OESP, Notas & Informações, p. A3
18 de Jan de 2004

As denúncias contra a Funai

O governador de Mato Grosso do Sul (MS), José Orcírio Miranda dos Santos - o Zeca do PT -, que não consta ser um irresponsável, fez uma das denúncias mais contundentes, de um chefe de governo estadual, contra um órgão público federal - subordinado ao Poder Central, que tem no comando seu mais importante correligionário. O governador acusou a representação da Fundação Nacional do Índio (Funai), no Estado, de fazer um "jogo por baixo, sujo", incentivando as invasões realizadas pelos índios caiovás e guaranis na região de Japorã e Iguatemi, no extremo sul de MS, onde já ocupam 14 fazendas.
"Temos informações concretas do Serviço Reservado de que anteontem (terça-feira) uma viatura da Funai estava transportando outros índios terenas do outro Mato Grosso (MT) para aumentar o contingente de conflito aqui em Mato Grosso do Sul. Existem informações de que funcionários da Funai, articulados com ONGs - que estamos tentando levantar quais são -, estão trabalhando no sentido de cada vez mais trazer os índios guaranis do Paraguai, para engrossar esse conflito, algo em torno de 600 a 1.000 índios", disse o governador, que fez essa denúncia, diretamente, ao presidente Luiz Inácio Lula da Silva e ao ministro da Justiça, Márcio Thomaz Bastos, em reunião mantida com estes em Brasília.
Independentemente das fontes ou da veracidade das informações obtidas pelo governador de Mato Grosso do Sul, a respeito do estímulo à radicalização e à violência de grupos indígenas, propiciado por um órgão governamental, pelo texto e contexto de declarações anteriores do presidente da Funai, o antropólogo Mércio Pereira Gomes, percebe-se de onde emana esse incentivo.
Comentando declarações de produtores rurais de MS, por exemplo, disse o antropólogo: "Os índios estão indo à nossa frente, por causa de sua ansiedade. Eles sabem que já existem estudos comprovando que a terra que estão ocupando atualmente é deles. De acordo com estes estudos, feitos por um antropólogo, brasileiro, competente, a área de seu território era bem maior do que a atual, estendendo-se até o Rio Iguatemi. No total, são 17 fazendas em território indígena."

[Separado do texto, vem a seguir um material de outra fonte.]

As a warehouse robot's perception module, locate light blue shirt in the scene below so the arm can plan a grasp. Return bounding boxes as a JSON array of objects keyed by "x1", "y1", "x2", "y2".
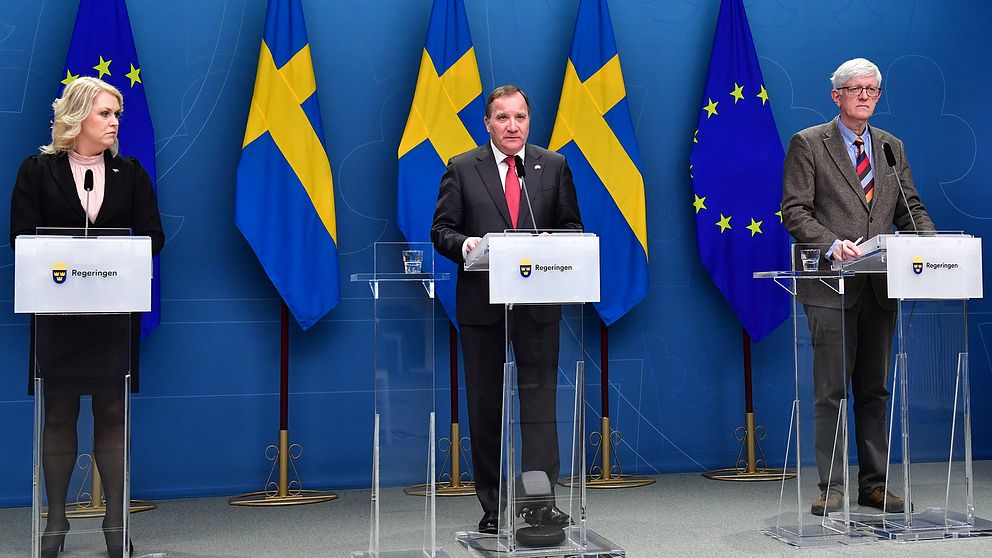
[
  {"x1": 826, "y1": 118, "x2": 875, "y2": 261},
  {"x1": 837, "y1": 118, "x2": 875, "y2": 174}
]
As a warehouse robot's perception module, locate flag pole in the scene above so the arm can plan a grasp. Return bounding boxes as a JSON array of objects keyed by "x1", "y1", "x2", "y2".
[
  {"x1": 559, "y1": 320, "x2": 654, "y2": 489},
  {"x1": 227, "y1": 301, "x2": 338, "y2": 507},
  {"x1": 703, "y1": 327, "x2": 796, "y2": 482},
  {"x1": 403, "y1": 321, "x2": 475, "y2": 496}
]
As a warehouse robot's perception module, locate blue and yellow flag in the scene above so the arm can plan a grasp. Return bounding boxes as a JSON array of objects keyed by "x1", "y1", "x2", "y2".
[
  {"x1": 396, "y1": 0, "x2": 489, "y2": 323},
  {"x1": 234, "y1": 0, "x2": 341, "y2": 329},
  {"x1": 548, "y1": 0, "x2": 648, "y2": 325},
  {"x1": 58, "y1": 0, "x2": 162, "y2": 338},
  {"x1": 689, "y1": 0, "x2": 789, "y2": 341}
]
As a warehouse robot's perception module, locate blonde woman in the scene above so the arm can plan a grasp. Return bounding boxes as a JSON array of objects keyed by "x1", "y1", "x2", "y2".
[{"x1": 10, "y1": 77, "x2": 165, "y2": 558}]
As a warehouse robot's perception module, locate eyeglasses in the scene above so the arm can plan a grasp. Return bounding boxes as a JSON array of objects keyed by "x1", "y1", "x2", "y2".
[{"x1": 837, "y1": 87, "x2": 882, "y2": 99}]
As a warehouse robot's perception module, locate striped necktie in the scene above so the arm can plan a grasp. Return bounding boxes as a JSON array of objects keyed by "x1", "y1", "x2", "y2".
[
  {"x1": 854, "y1": 136, "x2": 875, "y2": 205},
  {"x1": 503, "y1": 155, "x2": 520, "y2": 228}
]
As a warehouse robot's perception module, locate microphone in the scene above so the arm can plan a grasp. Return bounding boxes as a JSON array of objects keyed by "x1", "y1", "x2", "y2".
[
  {"x1": 513, "y1": 155, "x2": 537, "y2": 234},
  {"x1": 882, "y1": 143, "x2": 920, "y2": 233},
  {"x1": 83, "y1": 169, "x2": 93, "y2": 236}
]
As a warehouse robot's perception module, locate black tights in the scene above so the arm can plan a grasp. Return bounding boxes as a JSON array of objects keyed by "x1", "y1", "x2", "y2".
[{"x1": 41, "y1": 393, "x2": 124, "y2": 547}]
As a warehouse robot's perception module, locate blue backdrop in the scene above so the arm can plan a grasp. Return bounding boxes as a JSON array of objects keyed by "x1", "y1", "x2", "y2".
[{"x1": 0, "y1": 0, "x2": 992, "y2": 505}]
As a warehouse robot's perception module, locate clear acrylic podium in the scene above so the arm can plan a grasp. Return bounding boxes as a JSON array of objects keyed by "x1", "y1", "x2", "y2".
[
  {"x1": 755, "y1": 233, "x2": 992, "y2": 546},
  {"x1": 835, "y1": 232, "x2": 992, "y2": 540},
  {"x1": 14, "y1": 229, "x2": 152, "y2": 558},
  {"x1": 351, "y1": 242, "x2": 449, "y2": 558},
  {"x1": 754, "y1": 244, "x2": 873, "y2": 547},
  {"x1": 456, "y1": 231, "x2": 625, "y2": 558}
]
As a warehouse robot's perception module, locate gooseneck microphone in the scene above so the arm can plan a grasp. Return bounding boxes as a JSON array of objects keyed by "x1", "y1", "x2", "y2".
[
  {"x1": 83, "y1": 169, "x2": 93, "y2": 236},
  {"x1": 882, "y1": 143, "x2": 920, "y2": 233},
  {"x1": 513, "y1": 155, "x2": 538, "y2": 234}
]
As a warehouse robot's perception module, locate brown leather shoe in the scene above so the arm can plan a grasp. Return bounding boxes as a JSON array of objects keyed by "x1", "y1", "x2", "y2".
[
  {"x1": 809, "y1": 490, "x2": 844, "y2": 515},
  {"x1": 858, "y1": 486, "x2": 906, "y2": 513}
]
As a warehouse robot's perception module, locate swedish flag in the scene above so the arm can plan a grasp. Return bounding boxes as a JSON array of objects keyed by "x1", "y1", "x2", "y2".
[
  {"x1": 549, "y1": 0, "x2": 648, "y2": 325},
  {"x1": 396, "y1": 0, "x2": 488, "y2": 323},
  {"x1": 59, "y1": 0, "x2": 162, "y2": 338},
  {"x1": 689, "y1": 0, "x2": 789, "y2": 341},
  {"x1": 234, "y1": 0, "x2": 340, "y2": 329}
]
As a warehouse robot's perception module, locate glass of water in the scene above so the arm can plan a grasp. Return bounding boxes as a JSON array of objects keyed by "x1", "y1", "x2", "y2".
[
  {"x1": 799, "y1": 248, "x2": 820, "y2": 271},
  {"x1": 403, "y1": 250, "x2": 424, "y2": 273}
]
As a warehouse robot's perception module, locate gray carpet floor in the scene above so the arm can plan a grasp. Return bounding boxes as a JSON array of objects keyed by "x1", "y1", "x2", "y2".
[{"x1": 0, "y1": 462, "x2": 992, "y2": 558}]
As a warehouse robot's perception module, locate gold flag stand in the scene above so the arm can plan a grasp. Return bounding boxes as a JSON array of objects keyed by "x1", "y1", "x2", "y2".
[
  {"x1": 558, "y1": 417, "x2": 655, "y2": 489},
  {"x1": 558, "y1": 322, "x2": 655, "y2": 489},
  {"x1": 227, "y1": 302, "x2": 338, "y2": 507},
  {"x1": 403, "y1": 322, "x2": 475, "y2": 496},
  {"x1": 227, "y1": 430, "x2": 338, "y2": 507},
  {"x1": 703, "y1": 328, "x2": 796, "y2": 482},
  {"x1": 703, "y1": 413, "x2": 796, "y2": 482},
  {"x1": 403, "y1": 422, "x2": 475, "y2": 496}
]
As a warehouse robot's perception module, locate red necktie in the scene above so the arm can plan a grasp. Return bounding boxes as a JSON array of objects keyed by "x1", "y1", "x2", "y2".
[
  {"x1": 503, "y1": 155, "x2": 520, "y2": 228},
  {"x1": 854, "y1": 136, "x2": 875, "y2": 205}
]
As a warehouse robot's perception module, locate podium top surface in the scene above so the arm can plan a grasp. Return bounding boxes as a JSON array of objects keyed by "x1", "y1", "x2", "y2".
[
  {"x1": 351, "y1": 272, "x2": 451, "y2": 282},
  {"x1": 751, "y1": 269, "x2": 854, "y2": 279}
]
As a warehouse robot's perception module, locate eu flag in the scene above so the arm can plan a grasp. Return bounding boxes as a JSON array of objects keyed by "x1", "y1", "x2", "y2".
[
  {"x1": 548, "y1": 0, "x2": 648, "y2": 325},
  {"x1": 234, "y1": 0, "x2": 340, "y2": 329},
  {"x1": 396, "y1": 0, "x2": 489, "y2": 324},
  {"x1": 59, "y1": 0, "x2": 162, "y2": 338},
  {"x1": 689, "y1": 0, "x2": 789, "y2": 341}
]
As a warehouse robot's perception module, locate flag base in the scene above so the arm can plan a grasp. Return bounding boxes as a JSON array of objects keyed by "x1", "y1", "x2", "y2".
[
  {"x1": 703, "y1": 413, "x2": 796, "y2": 482},
  {"x1": 227, "y1": 429, "x2": 338, "y2": 507}
]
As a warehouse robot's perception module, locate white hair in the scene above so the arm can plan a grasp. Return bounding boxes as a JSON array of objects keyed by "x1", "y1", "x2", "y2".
[{"x1": 830, "y1": 58, "x2": 882, "y2": 89}]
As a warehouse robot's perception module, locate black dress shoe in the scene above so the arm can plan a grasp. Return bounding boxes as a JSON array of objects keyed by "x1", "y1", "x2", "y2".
[
  {"x1": 858, "y1": 486, "x2": 906, "y2": 513},
  {"x1": 543, "y1": 506, "x2": 572, "y2": 529},
  {"x1": 809, "y1": 490, "x2": 844, "y2": 516},
  {"x1": 479, "y1": 511, "x2": 499, "y2": 535},
  {"x1": 107, "y1": 541, "x2": 134, "y2": 558}
]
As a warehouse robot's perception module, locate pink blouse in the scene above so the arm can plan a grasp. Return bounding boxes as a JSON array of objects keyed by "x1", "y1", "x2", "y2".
[{"x1": 68, "y1": 151, "x2": 106, "y2": 223}]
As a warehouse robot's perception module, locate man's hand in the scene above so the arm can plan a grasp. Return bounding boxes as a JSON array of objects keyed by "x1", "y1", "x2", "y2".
[
  {"x1": 465, "y1": 236, "x2": 482, "y2": 254},
  {"x1": 833, "y1": 240, "x2": 861, "y2": 261}
]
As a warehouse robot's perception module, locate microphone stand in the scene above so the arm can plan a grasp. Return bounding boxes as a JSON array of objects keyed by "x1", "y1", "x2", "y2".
[{"x1": 513, "y1": 155, "x2": 540, "y2": 234}]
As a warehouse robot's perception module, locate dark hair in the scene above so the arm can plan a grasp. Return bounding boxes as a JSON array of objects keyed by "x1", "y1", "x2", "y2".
[{"x1": 486, "y1": 85, "x2": 530, "y2": 118}]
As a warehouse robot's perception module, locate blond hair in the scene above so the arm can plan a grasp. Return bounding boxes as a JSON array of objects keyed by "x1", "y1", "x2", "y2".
[{"x1": 41, "y1": 77, "x2": 124, "y2": 156}]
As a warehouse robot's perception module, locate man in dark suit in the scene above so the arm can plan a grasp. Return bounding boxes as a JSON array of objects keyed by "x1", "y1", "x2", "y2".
[
  {"x1": 431, "y1": 85, "x2": 582, "y2": 533},
  {"x1": 782, "y1": 58, "x2": 934, "y2": 515}
]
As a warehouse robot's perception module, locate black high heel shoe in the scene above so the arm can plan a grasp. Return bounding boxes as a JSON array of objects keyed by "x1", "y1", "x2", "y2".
[
  {"x1": 103, "y1": 517, "x2": 134, "y2": 558},
  {"x1": 107, "y1": 540, "x2": 134, "y2": 558},
  {"x1": 41, "y1": 521, "x2": 69, "y2": 558}
]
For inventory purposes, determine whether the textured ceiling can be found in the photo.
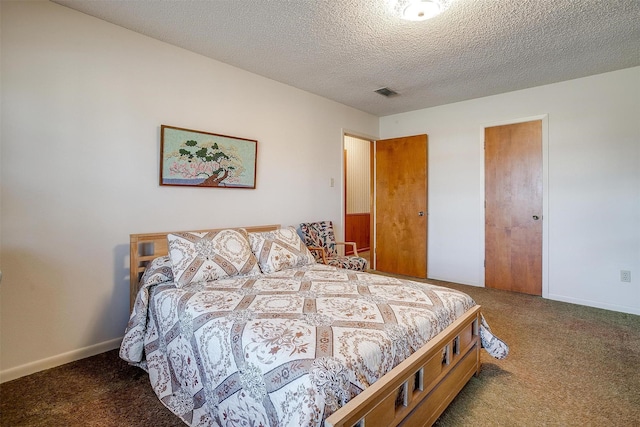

Examinemos tais declarações: tratando-se apenas de "estudos", que ainda não tiveram a chancela normativa legal - para efeitos demarcatórios -, por que "passá-los" para as comunidades ou lideranças indígenas, transformando-os assim, precipitadamente, numa pauta de reivindicações fundiárias? E qualquer área ocupada, hoje em dia, por comunidades indígenas, não terá sido, no passado, "bem maior do que a atual" - uma vez que os índios "possuíam" todo o território nacional? A esse respeito, aliás, o presidente da Funai tem sido sobremaneira enfático, ao lembrar o óbvio, isto é, que o Brasil foi construído sobre território indígena, nestes termos: "Eles perderam 99% de sua população e 90% de seu território. Desde 1910 têm sido feitos esforços para se devolver parte disso a eles."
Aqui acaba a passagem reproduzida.